Washington — Personalized postage stamps -- featuring the kids, the dog, the company logo -- may be in Americans' future.
Such special-issue stamps, sold at a premium, were among the recommendations issued Wednesday by the President's Commission on the Future of the Postal Service.
The panel also called on the post office to cut its work force while increasing automation; to establish a bonus, or pay-for-performance, system for managers and union members; to set up a security system to track mail; and to make changes in its collective bargaining process.
Established in January by President Bush, the commission is scheduled to issue its final report by the end of the month. Major recommendations were approved Wednesday and last week.
Allowing mailers to personalize stamps would add value to sending materials by mail, said Harry J. Pearce, co-chairman of the commission.
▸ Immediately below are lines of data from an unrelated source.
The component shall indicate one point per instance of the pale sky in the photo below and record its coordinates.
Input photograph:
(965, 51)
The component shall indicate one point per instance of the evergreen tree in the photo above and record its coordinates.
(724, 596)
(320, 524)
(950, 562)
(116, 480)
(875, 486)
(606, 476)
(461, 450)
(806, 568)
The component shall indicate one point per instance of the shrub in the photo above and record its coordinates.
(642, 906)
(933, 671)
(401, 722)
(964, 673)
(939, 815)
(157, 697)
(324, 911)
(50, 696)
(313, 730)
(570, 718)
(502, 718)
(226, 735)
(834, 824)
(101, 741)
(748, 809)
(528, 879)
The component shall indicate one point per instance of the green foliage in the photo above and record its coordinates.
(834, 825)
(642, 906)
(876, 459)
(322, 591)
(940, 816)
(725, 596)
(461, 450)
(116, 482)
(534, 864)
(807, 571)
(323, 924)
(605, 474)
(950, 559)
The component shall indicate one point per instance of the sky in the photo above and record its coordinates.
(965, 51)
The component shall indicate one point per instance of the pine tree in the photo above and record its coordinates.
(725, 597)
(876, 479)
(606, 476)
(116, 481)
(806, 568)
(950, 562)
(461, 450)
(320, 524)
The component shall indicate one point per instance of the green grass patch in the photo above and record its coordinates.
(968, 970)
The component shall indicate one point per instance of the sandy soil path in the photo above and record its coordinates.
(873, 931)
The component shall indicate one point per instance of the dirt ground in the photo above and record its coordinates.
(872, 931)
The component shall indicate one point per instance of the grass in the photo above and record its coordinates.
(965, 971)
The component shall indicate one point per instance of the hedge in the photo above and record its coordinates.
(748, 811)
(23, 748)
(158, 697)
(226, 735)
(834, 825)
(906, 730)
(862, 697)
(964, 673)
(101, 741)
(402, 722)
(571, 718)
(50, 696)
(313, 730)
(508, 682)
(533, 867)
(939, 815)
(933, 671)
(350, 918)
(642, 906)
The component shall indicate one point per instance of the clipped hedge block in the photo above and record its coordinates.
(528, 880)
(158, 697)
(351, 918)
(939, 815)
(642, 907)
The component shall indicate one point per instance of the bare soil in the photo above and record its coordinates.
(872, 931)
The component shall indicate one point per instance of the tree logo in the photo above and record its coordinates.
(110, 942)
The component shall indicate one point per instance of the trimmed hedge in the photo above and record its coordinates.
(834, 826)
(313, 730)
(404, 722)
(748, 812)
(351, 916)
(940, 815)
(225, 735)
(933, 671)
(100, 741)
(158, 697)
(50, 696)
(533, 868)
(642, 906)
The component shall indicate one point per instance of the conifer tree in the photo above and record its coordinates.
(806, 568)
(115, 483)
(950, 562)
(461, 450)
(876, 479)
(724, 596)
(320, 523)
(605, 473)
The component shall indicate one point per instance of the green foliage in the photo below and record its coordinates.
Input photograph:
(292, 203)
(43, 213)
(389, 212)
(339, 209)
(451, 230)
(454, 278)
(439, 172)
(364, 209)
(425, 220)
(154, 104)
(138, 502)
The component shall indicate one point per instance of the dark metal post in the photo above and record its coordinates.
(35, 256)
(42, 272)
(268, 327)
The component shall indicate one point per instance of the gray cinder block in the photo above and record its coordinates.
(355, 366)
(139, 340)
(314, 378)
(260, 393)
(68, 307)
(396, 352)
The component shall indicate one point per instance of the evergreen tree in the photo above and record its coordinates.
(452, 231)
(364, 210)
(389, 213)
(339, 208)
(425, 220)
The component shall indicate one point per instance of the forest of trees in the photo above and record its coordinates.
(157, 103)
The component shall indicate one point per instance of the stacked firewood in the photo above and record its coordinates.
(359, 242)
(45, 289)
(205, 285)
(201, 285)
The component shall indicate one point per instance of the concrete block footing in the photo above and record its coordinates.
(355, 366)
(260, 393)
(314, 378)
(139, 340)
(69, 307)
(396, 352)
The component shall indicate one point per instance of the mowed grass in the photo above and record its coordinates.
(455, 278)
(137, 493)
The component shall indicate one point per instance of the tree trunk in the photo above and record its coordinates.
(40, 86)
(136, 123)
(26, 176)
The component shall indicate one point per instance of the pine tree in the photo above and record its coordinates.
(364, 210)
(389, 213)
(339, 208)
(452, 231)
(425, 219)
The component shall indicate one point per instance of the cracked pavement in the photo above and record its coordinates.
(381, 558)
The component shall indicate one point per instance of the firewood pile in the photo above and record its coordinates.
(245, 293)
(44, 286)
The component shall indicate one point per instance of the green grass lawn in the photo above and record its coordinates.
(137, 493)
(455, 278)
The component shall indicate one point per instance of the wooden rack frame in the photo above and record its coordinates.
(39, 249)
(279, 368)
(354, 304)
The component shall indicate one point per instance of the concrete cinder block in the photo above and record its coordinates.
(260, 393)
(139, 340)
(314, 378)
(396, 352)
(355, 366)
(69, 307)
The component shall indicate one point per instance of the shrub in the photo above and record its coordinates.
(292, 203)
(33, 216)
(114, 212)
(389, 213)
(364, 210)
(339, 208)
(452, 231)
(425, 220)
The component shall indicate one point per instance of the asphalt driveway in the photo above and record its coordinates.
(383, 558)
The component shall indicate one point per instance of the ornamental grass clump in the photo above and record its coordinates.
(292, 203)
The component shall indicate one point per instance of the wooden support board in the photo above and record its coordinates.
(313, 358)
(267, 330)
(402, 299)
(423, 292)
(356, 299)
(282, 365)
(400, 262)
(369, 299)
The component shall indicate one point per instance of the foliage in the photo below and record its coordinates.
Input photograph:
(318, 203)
"There's enormous creativity out there," added co-chairman James A. Johnson, citing the popularity of personalized license plates.
Personalized stamps were introduced in Canada in 2001 and have proven very popular, said Canada Post spokesman Tim McGurrin.
Customers send in a picture and Canada Post reduces it to a sticker which can be placed in a postage stamp that has a blank center. The Picture Post stamps sell for $1, compared with the 48-cent regular price for Canadian stamps.
Pictures of friends, babies and pets are most common, McGurrin said, as well as businesses or logos.
The customer must own the copyright to the picture, McGurrin said, and the agency reserves the right to refuse any it deems in bad taste.
Many of the recommendations will need approval from Congress and the president. Efforts to update the 1970 legislation that set up the Postal Service have been debated for some time in Congress.